I HATE the missing him moments!

iVillage Member
Registered: 03-10-2005
I HATE the missing him moments!
Mon, 03-14-2005 - 9:43pm

I am doing really well...onto day 16! But there are still those awful moments when I start to feel bad for HIM and wonder how he is doing and if he is okay--I loved him and I always will despite the fact that he treated me so awful. But I was lying to myself that this was love...and that is why I hate these moments:) I either visit the message board or write myself a note saying all positive things, and both makes the moment pass me by. I will get my closure from within when the time comes, and know I will never have contact with him again--but in doing so I have to look at it moment by moment and not the big picture.

If I can do this, anyone can--seriously. I put this guy on a pedestal and thought no one could EVER compare and that this was the greatest guy ever...hahaha. I know loving myself is far more important than seeking approval from an unhealthy man.
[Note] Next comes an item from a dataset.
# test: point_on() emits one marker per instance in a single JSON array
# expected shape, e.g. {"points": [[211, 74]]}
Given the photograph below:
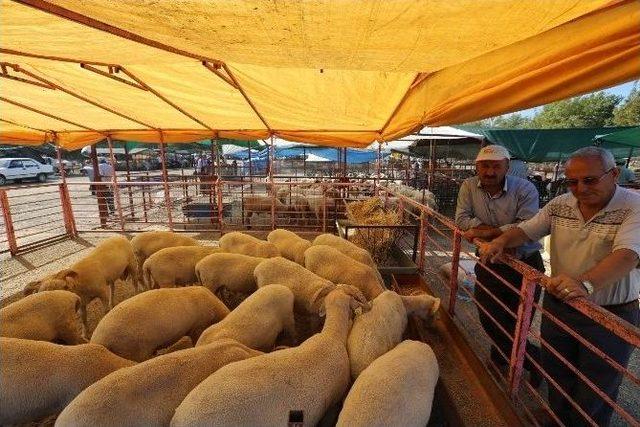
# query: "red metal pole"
{"points": [[324, 209], [165, 180], [422, 239], [220, 205], [455, 264], [126, 159], [67, 214], [516, 361], [8, 223], [116, 190]]}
I don't regret the last 5+ years, I look at it as a lesson I am now learning...and I think about the love that will come to me when I am ready--a healthy, genuine one because I am taking the time to love myself and resolve my issues...and gain back self-esteem and confidence that is righfully mine!

Stay strong, everyone--breaking up is a part of life and it happens for a reason--take it from me, denying something is wrong will only set you back--over and over.

Thank you all for making this a little bit easier!